I think the main point I want to convey to the forum is that using AI to write wholesale production scripts that work perfectly out of the box is not a great use-case, and that there are many very useful ways to use AI besides that. My day-to-day job is very similar to a typical automation engineer but the infrastructure I’ve built up in my lab for doing that job is very different. It’s taken me a while to build up a good set of practices so I’d love to try conveying those to the community.

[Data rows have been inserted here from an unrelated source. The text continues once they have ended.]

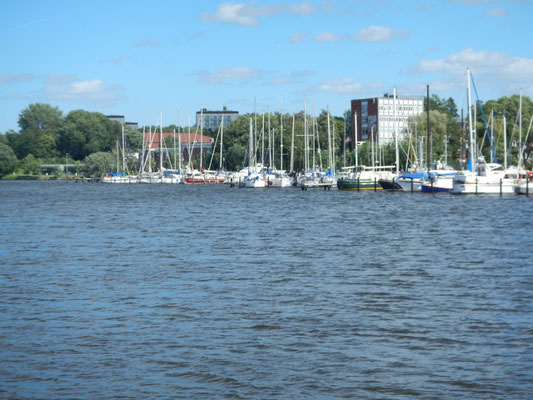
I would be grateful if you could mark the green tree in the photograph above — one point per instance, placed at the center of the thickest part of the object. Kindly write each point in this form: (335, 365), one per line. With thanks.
(8, 160)
(98, 164)
(30, 165)
(86, 132)
(439, 123)
(39, 128)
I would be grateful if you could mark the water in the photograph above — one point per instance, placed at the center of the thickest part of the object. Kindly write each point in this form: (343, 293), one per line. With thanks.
(155, 291)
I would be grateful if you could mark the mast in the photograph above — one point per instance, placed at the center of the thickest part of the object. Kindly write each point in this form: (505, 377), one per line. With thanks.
(492, 133)
(160, 143)
(329, 141)
(281, 135)
(292, 145)
(356, 140)
(344, 143)
(175, 163)
(504, 142)
(201, 137)
(221, 143)
(179, 145)
(189, 130)
(428, 134)
(470, 131)
(520, 134)
(395, 133)
(306, 144)
(118, 154)
(263, 141)
(250, 146)
(143, 151)
(270, 163)
(123, 151)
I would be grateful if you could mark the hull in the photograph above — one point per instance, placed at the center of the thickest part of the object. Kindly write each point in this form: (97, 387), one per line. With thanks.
(255, 182)
(410, 185)
(389, 184)
(440, 184)
(472, 185)
(358, 184)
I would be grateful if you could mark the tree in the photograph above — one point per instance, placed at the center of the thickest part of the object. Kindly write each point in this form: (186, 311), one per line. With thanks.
(438, 126)
(97, 164)
(86, 132)
(39, 128)
(30, 165)
(8, 160)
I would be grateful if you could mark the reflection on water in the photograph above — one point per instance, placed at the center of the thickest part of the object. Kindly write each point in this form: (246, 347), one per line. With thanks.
(154, 291)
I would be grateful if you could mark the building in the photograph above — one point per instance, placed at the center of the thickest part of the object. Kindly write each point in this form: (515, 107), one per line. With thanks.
(212, 119)
(190, 143)
(120, 119)
(376, 116)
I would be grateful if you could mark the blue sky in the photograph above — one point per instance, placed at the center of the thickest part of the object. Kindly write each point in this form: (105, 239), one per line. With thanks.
(139, 58)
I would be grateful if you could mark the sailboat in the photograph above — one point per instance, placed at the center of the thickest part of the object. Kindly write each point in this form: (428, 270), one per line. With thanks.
(481, 177)
(120, 176)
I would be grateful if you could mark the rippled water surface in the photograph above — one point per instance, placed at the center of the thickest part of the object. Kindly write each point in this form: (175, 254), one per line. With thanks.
(155, 291)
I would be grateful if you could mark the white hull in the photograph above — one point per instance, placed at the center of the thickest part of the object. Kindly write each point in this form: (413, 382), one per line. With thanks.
(119, 179)
(256, 181)
(473, 184)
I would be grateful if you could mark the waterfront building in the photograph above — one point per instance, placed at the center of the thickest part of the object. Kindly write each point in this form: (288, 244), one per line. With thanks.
(120, 119)
(212, 119)
(191, 143)
(376, 115)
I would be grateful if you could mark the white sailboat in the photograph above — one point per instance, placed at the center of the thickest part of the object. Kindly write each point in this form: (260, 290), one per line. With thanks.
(482, 177)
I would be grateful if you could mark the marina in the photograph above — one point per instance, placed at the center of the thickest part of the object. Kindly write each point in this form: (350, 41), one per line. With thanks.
(211, 292)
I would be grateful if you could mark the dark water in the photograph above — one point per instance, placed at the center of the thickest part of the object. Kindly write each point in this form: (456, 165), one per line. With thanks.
(154, 291)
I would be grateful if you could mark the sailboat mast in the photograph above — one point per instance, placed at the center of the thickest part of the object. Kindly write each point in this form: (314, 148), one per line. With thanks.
(281, 135)
(428, 133)
(492, 133)
(470, 131)
(356, 140)
(504, 142)
(175, 163)
(221, 143)
(160, 143)
(329, 141)
(306, 144)
(520, 134)
(395, 133)
(201, 137)
(143, 151)
(292, 145)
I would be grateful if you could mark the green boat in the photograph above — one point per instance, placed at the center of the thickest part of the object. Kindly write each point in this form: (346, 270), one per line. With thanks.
(366, 179)
(357, 184)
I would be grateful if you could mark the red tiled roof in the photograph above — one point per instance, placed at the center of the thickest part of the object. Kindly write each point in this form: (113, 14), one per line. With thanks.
(194, 137)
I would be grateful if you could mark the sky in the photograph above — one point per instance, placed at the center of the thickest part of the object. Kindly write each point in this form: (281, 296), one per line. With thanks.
(141, 59)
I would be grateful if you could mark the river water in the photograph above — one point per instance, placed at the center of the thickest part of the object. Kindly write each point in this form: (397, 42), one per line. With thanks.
(212, 292)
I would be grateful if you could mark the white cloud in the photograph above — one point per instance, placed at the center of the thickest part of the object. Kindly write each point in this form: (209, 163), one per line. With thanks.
(328, 37)
(380, 34)
(116, 60)
(485, 62)
(304, 8)
(293, 77)
(68, 88)
(491, 67)
(346, 86)
(235, 74)
(248, 14)
(496, 12)
(298, 37)
(7, 79)
(146, 43)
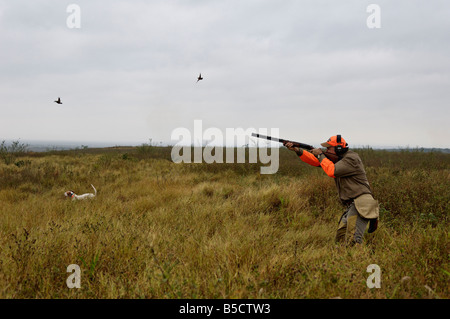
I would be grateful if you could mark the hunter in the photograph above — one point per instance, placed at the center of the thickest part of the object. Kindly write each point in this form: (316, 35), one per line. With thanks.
(353, 188)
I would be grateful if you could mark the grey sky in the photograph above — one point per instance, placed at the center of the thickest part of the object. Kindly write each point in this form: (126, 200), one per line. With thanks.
(312, 69)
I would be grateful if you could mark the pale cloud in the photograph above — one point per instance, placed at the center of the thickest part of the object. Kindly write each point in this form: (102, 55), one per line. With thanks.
(310, 68)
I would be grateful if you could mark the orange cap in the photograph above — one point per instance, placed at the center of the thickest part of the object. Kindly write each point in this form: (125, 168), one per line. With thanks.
(333, 141)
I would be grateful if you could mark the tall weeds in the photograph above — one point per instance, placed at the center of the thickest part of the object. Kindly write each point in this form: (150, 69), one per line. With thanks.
(163, 230)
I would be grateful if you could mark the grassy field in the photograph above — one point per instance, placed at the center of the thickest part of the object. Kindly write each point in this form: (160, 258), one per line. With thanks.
(163, 230)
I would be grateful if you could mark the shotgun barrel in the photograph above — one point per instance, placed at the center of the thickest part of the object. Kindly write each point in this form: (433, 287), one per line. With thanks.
(280, 140)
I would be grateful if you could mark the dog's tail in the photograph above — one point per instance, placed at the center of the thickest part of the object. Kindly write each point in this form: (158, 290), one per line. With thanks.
(95, 191)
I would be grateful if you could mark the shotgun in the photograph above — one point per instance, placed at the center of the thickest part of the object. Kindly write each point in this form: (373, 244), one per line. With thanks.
(332, 157)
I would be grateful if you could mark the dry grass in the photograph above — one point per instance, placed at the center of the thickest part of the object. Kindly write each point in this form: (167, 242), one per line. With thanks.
(164, 230)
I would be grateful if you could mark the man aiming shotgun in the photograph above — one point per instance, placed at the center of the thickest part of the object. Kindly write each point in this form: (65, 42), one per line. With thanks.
(353, 188)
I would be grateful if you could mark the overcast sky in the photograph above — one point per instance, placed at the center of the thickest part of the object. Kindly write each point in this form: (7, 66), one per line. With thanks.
(311, 69)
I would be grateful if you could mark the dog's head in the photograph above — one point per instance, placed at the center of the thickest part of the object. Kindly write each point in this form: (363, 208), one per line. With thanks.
(69, 194)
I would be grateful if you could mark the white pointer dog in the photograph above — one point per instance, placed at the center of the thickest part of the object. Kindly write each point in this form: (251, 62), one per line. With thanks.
(74, 196)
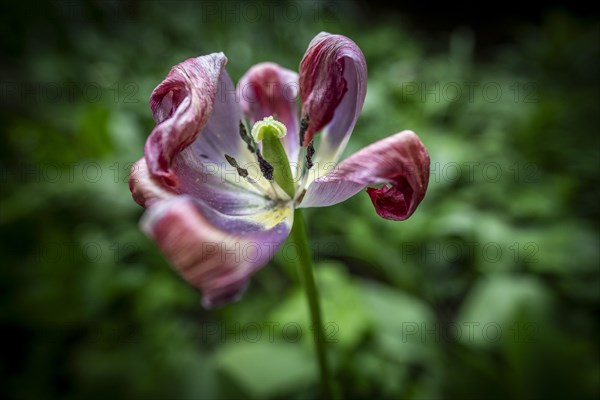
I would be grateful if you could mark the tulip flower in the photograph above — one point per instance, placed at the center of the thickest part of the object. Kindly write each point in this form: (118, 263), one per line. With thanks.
(226, 169)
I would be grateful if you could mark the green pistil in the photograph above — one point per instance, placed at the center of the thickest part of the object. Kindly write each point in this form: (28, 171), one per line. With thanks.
(269, 131)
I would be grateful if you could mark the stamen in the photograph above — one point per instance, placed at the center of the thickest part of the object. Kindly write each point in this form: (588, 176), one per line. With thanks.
(310, 152)
(232, 161)
(303, 127)
(266, 168)
(301, 197)
(249, 140)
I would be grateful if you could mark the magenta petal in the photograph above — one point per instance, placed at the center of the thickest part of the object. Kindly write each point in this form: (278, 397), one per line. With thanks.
(333, 85)
(268, 89)
(400, 161)
(186, 106)
(145, 189)
(213, 252)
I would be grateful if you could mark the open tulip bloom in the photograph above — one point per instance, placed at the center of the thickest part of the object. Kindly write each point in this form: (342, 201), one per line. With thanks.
(225, 168)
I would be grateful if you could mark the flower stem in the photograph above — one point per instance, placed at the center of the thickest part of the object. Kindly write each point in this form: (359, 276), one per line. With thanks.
(308, 281)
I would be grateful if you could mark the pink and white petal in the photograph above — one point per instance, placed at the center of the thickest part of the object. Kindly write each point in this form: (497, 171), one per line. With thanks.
(214, 253)
(191, 103)
(333, 85)
(268, 89)
(399, 162)
(145, 189)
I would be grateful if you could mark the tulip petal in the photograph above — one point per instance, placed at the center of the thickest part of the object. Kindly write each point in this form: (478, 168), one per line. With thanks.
(333, 85)
(213, 252)
(194, 105)
(144, 187)
(399, 162)
(268, 89)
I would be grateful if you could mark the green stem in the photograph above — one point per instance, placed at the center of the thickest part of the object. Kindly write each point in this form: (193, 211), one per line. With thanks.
(308, 281)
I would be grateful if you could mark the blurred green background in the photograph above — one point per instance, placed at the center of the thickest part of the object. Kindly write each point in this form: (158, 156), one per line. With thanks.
(489, 291)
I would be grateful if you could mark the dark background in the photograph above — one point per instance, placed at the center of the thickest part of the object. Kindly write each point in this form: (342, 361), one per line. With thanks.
(491, 290)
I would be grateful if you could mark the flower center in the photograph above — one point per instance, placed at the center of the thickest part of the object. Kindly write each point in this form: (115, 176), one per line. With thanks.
(269, 132)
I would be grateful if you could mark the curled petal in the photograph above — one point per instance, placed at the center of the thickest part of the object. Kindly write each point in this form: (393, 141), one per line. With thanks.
(195, 103)
(212, 252)
(144, 187)
(268, 89)
(400, 163)
(333, 85)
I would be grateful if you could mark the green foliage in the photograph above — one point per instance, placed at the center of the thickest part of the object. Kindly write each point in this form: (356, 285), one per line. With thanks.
(489, 291)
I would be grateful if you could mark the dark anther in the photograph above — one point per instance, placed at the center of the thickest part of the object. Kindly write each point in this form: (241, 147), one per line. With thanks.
(310, 152)
(249, 140)
(241, 171)
(301, 197)
(303, 127)
(265, 167)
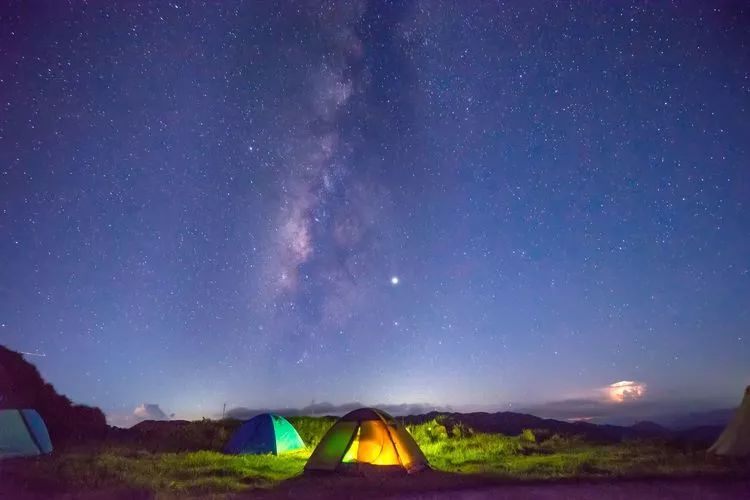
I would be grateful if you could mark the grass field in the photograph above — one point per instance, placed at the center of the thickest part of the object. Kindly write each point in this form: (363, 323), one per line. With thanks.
(524, 457)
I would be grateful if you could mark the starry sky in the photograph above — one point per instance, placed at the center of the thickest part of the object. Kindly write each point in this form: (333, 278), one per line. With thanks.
(449, 203)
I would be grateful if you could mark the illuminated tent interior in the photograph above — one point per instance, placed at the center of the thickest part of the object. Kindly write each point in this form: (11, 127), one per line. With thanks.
(366, 437)
(23, 434)
(265, 433)
(734, 441)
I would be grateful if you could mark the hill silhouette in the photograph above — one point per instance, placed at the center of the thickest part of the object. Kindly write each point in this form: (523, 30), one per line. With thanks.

A very valuable and growing area in our field is coupling data to execution, which takes a lot of different forms. The processes our robots run are often tied to a much larger data infrastructure that provides information about sample quantity, type, and so on. I’ve found it very helpful to build simulated testing infrastructure that represents the entire stack of how data flows to the robot methods and back. An agentic tool like Claude Code or Codex can run entire in-silico tests and catch errors throughout the pipeline, and then patch those errors itself with minimal human intervention. None of this takes the design control out of the hands of live engineers where it still belongs, but it’s enormously helpful at managing the complexity of data responsive pipelines.